Unfortunately, even a large number of sequences from a single genetic locus or type of gene does not have sufficient statistical power, so that one needs sequence data from the two species from many different genetic loci or types of genes (for example, 34 loci or 54 loci). Classical statistical methods (``maximum likelihoods'') are not well behaved for this much data of this type. A newer statistical method called Markov Chain Monte Carlo (MCMC) is effective and does produce results. The disadvantage is that MCMC methods can take many hours of computer time on a fast computer as opposed to milliseconds for classical statistical methods, but classical statistical methods do not work in this case.
Some references are
1. Sawyer, S. A. and D. L. Hartl (1992) Population genetics of polymorphism and divergence. Genetics 132, 1161--1176.
(This derives the basic statistical model: General speaking, biology journals do not like mathematical derivations, but this one allowed us to put a mathematical proof in an Appendix.)
2. Hartl, D. L., E. N. Moriyama, and S. A. Sawyer (1994) Selection intensity for codon bias. Genetics 138, 227--234.
(This applies the same theory to a slightly different problem, namely the tendency for different DNA variants to show the effects of selection in some cases even though they produce exactly the same gene product.)
3. Bustamante, Carlos, Rasmus Nielsen, Stanley A. Sawyer, Kenneth M. Olsen, Michael D. Purugganan, and Daniel L. Hartl (2002) The cost of inbreeding in Arabidopsis. Nature 416, 531--534.
(This applies the MCMC theory to a simple model of selection in which all new mutations of genes of a particular type (for example, for a particular enzyme) are either (i) immediately lethal or nearly lethal, and so can be ignored, or else (ii) have exactly the same selective advantage or disadvantage. This model is not realistic, but the single estimated selection coefficient for a particular gene might be an average selection coefficient of some kind. The conclusion was that two Drosophila species appeared to be positively evolving but that two weedy species (Arabidopsis) were going downhill.)

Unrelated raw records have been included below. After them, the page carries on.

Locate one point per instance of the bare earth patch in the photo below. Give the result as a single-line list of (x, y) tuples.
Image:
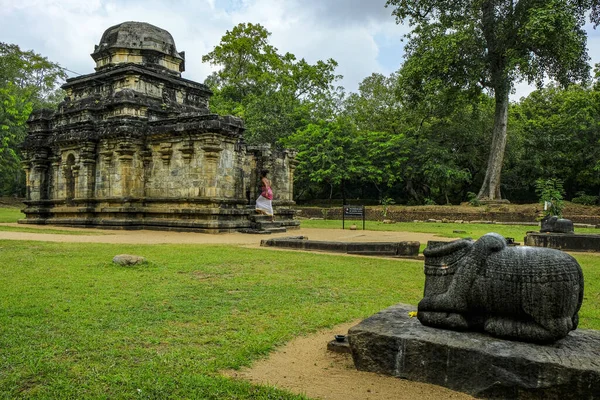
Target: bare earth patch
[(305, 366), (247, 240)]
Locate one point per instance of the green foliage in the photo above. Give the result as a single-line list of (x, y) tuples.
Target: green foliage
[(559, 133), (550, 192), (473, 200), (276, 94), (585, 199), (386, 202), (329, 152), (465, 47), (27, 82)]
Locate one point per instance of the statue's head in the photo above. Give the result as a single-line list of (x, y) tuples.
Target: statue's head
[(442, 260)]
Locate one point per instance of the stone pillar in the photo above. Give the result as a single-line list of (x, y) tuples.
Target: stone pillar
[(293, 163), (55, 165), (88, 173), (212, 152), (36, 176), (26, 167), (125, 152)]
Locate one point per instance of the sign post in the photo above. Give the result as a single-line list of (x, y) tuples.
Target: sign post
[(353, 212)]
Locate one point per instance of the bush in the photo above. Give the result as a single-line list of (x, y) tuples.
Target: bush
[(550, 192), (585, 199), (473, 200)]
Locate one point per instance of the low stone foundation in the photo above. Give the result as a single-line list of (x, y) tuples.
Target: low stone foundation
[(385, 249), (564, 241), (392, 343)]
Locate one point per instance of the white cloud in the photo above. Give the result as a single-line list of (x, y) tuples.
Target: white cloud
[(66, 31), (361, 35)]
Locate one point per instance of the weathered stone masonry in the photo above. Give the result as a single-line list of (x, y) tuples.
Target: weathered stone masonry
[(134, 145)]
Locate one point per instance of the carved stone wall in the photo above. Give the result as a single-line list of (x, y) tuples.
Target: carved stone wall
[(134, 145)]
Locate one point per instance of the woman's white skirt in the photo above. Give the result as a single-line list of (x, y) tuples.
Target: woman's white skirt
[(264, 205)]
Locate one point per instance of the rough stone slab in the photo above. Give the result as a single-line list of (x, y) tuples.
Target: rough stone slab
[(392, 343), (387, 249), (564, 241), (128, 259)]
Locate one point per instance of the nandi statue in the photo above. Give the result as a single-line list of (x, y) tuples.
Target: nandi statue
[(523, 293)]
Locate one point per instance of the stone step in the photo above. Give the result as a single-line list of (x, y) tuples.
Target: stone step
[(276, 230), (267, 224), (260, 217)]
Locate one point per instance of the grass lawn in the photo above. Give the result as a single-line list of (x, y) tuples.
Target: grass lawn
[(12, 215), (74, 325), (9, 214)]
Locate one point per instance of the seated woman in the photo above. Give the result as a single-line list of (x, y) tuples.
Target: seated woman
[(264, 202)]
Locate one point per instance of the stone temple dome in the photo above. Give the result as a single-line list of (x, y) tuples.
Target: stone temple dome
[(138, 43)]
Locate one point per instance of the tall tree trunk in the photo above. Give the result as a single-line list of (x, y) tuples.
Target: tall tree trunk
[(491, 183)]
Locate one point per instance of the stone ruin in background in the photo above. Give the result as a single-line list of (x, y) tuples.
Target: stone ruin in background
[(134, 146)]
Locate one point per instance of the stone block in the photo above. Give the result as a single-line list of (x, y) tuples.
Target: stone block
[(392, 343), (128, 259), (564, 241)]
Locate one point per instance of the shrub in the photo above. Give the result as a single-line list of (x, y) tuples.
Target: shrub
[(585, 199), (473, 200), (550, 192)]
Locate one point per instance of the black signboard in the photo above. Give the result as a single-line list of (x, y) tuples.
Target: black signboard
[(350, 212)]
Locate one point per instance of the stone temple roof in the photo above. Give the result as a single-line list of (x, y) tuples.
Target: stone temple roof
[(137, 36)]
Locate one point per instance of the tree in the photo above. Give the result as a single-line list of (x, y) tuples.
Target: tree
[(329, 152), (275, 94), (476, 45), (560, 133), (27, 81)]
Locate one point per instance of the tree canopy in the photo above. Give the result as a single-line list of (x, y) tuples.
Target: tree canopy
[(27, 81), (276, 94), (477, 45)]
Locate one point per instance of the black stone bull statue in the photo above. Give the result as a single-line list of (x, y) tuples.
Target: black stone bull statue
[(523, 293)]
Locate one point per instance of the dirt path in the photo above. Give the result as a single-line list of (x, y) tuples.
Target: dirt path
[(303, 365), (158, 237)]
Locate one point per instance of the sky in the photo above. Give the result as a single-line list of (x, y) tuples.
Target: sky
[(361, 35)]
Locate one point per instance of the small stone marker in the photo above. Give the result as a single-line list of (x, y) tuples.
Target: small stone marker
[(128, 259)]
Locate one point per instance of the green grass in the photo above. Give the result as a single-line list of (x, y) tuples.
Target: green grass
[(8, 214), (73, 325), (474, 231)]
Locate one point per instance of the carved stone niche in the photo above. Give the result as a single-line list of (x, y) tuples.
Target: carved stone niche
[(166, 151), (146, 155), (212, 148), (125, 151), (187, 150)]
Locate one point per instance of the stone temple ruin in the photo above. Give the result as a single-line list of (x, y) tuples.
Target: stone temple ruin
[(135, 146)]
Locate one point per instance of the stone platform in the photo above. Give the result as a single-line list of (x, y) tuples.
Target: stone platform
[(384, 249), (392, 343), (564, 241)]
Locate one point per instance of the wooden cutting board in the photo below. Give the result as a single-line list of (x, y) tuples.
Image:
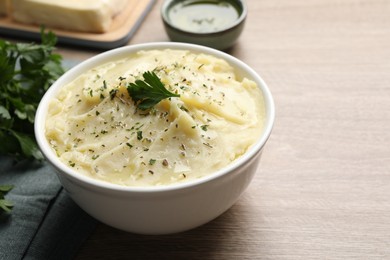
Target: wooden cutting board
[(122, 29)]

Technically, MECCAH is being used to investigate more realistic models of the selective effect of mutations --- for example, so that mutations within a given locus can have a range of selective effects. In particular, mutations that separate two species should have different average selective effects than mutations that are polymorphic within one or both species. Mutations in the first class are more likely to be advantageous than mutations that are present in two forms in a sample.
A model in which the selective advantage of new mutations within a given locus is normally distributed as opposed to being constant has led to the nicest results so far: Mutations that are polymorphic turn out to be chosen from the upper half of the normal distribution within a given locus, while mutations that become established in one of the two species come from the extreme upper tail of the normal distribution at that locus.
The robustness of the conclusions with respect to other changes in the statistical models to make them more biologically reasonable is also being investigated.